Он отпустил волосы Фирцы, но она, окруженная людьми, которые были готовы швырять в нее камни, не могла убежать. Иисус, как все и ожидали, встал и закричал: «Остановитесь!» Толпа охотно остановилась, надеясь увидеть забавное представление. Иисус громко спросил:
— Есть здесь кто-нибудь, кто безгрешен? Хотя бы один? Пусть тогда он первым бросит в нее камень! Чего же вы ждете, святые фарисеи? — И, осторожно подняв женщину, он сказал ей: — Иди с миром. Но впредь не греши.

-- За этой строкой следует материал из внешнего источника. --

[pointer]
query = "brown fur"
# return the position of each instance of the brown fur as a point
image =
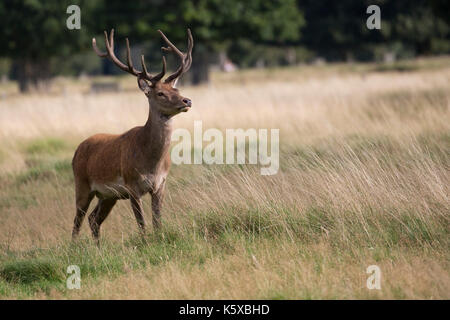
(129, 165)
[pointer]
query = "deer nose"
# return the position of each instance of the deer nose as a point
(187, 102)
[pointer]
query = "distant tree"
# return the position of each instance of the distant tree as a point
(337, 29)
(35, 31)
(216, 24)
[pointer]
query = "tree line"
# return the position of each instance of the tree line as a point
(37, 45)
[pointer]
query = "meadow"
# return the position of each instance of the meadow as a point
(364, 180)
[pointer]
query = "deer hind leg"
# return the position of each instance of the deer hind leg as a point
(99, 215)
(157, 199)
(136, 205)
(83, 200)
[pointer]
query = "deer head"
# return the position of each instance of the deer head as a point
(162, 95)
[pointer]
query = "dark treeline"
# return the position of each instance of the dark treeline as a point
(36, 43)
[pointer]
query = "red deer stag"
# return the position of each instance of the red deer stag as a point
(129, 165)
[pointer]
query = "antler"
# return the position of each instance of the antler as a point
(186, 58)
(129, 67)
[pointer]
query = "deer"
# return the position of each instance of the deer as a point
(129, 165)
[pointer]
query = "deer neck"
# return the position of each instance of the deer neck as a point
(156, 134)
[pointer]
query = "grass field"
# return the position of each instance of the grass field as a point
(364, 180)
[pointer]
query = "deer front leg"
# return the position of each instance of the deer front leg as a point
(136, 205)
(157, 199)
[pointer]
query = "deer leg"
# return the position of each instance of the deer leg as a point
(157, 199)
(99, 215)
(83, 200)
(136, 205)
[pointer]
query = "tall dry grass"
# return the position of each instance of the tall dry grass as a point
(364, 179)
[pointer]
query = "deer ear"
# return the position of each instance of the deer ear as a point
(144, 86)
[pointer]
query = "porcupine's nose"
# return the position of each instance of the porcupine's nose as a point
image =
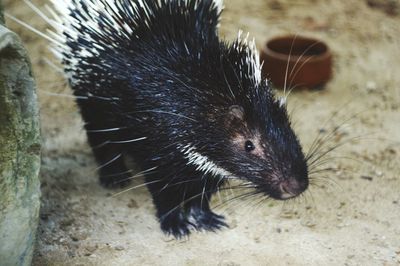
(291, 188)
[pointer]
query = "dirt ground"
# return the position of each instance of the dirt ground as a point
(350, 217)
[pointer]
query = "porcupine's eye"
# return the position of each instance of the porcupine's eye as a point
(249, 146)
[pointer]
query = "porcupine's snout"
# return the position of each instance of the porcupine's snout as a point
(290, 188)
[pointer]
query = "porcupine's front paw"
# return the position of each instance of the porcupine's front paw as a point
(207, 220)
(176, 223)
(114, 177)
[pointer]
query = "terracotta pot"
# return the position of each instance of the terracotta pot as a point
(307, 62)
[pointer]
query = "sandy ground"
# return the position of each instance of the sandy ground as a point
(349, 217)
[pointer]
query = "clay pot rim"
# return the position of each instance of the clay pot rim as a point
(291, 39)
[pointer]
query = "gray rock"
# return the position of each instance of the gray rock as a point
(19, 153)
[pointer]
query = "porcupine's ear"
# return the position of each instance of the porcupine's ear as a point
(235, 114)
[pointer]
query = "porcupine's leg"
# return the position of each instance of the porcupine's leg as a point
(198, 206)
(168, 200)
(182, 205)
(111, 165)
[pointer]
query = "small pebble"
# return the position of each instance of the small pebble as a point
(371, 86)
(369, 178)
(119, 248)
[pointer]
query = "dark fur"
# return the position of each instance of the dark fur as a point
(172, 84)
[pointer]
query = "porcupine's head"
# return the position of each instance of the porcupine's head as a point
(251, 138)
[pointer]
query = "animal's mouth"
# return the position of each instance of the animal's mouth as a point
(290, 188)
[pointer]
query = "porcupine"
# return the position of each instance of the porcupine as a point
(154, 81)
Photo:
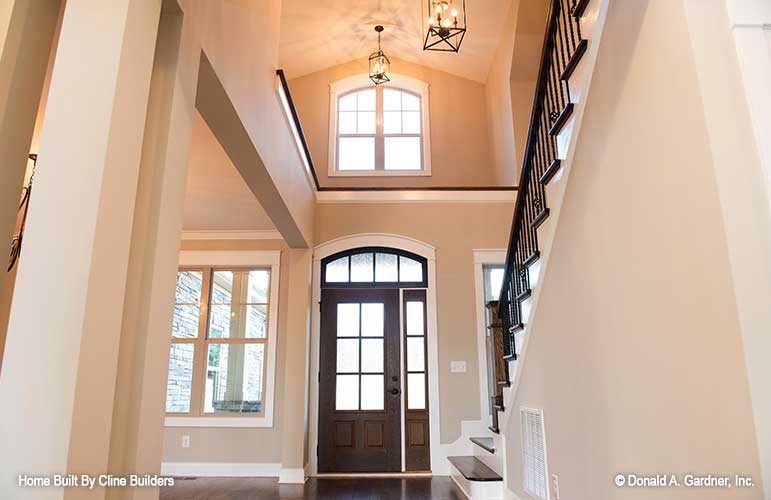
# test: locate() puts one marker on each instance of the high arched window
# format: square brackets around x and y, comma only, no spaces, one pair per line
[374,267]
[379,130]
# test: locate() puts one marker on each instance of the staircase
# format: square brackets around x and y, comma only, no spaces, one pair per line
[569,50]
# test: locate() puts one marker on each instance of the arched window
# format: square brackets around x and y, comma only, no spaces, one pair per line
[379,130]
[374,267]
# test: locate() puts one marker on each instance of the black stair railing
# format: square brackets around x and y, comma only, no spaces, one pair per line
[552,107]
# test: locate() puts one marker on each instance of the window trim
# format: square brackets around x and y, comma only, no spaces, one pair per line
[235,259]
[398,81]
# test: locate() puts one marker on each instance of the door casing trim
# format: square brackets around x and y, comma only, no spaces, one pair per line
[439,464]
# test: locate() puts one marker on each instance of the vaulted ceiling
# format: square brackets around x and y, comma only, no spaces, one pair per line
[317,34]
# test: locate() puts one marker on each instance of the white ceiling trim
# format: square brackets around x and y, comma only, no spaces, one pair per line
[257,234]
[408,196]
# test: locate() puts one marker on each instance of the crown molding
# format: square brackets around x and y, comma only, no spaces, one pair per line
[416,196]
[256,234]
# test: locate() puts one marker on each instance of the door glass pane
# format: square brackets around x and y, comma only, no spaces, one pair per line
[234,378]
[415,318]
[189,285]
[258,282]
[219,321]
[347,393]
[362,268]
[372,320]
[337,271]
[410,270]
[347,320]
[416,354]
[256,318]
[372,356]
[347,355]
[184,325]
[180,378]
[372,392]
[222,287]
[385,267]
[402,153]
[416,391]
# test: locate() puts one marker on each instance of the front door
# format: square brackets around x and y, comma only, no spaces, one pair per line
[359,386]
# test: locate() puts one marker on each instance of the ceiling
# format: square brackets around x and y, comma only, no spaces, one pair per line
[318,34]
[217,198]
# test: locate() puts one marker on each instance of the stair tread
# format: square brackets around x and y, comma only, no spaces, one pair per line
[487,444]
[474,469]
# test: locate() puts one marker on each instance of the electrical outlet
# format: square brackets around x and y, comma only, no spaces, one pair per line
[457,367]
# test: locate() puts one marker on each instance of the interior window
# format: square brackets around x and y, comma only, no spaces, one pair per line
[379,130]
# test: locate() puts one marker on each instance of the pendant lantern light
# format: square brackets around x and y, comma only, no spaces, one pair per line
[379,65]
[446,25]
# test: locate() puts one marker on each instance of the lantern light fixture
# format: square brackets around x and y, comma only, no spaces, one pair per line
[446,25]
[379,65]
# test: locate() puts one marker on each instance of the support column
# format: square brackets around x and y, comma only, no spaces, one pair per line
[294,416]
[59,372]
[137,434]
[26,33]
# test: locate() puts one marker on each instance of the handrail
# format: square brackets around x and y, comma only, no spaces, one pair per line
[297,126]
[552,107]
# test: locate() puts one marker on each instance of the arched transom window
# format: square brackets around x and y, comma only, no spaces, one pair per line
[380,130]
[374,267]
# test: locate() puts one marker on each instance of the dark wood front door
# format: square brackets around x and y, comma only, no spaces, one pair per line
[359,389]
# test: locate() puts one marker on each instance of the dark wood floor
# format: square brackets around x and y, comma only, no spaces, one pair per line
[424,488]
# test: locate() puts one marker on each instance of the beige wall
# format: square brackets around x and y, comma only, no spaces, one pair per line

Фирца убежала. Однако не навсегда. Вскоре ей суждено было примкнуть к той группе женщин, в которой были блудница, дочь царицы Иродиады, двое благочестивых белошвеек и несколько других поклонявшихся Иисусу женщин — дочерей Иисуса, как они стали себя называть.
Теперь закричал Елифаз:
— Кто ты такой, чтобы насмехаться над Законом Моисея?!
Его сообщники подхватили:
— Да, как ты смеешь, нарушитель заповедей, богохульник?!
— В Писании сказано, — продолжал Елифаз, — что прелюбодеяние — преступление, причем отвратительное преступление, что прелюбодейка — это грязь, которую следует бросить в мусорную кучу, а муж может развестись с ней и заставить ее держать ответ перед гневом праведников. Следовательно, это правда, что ты поносишь Закон. Значит, ты — грешник, грешник в одежде проповедника, окрашенный гроб!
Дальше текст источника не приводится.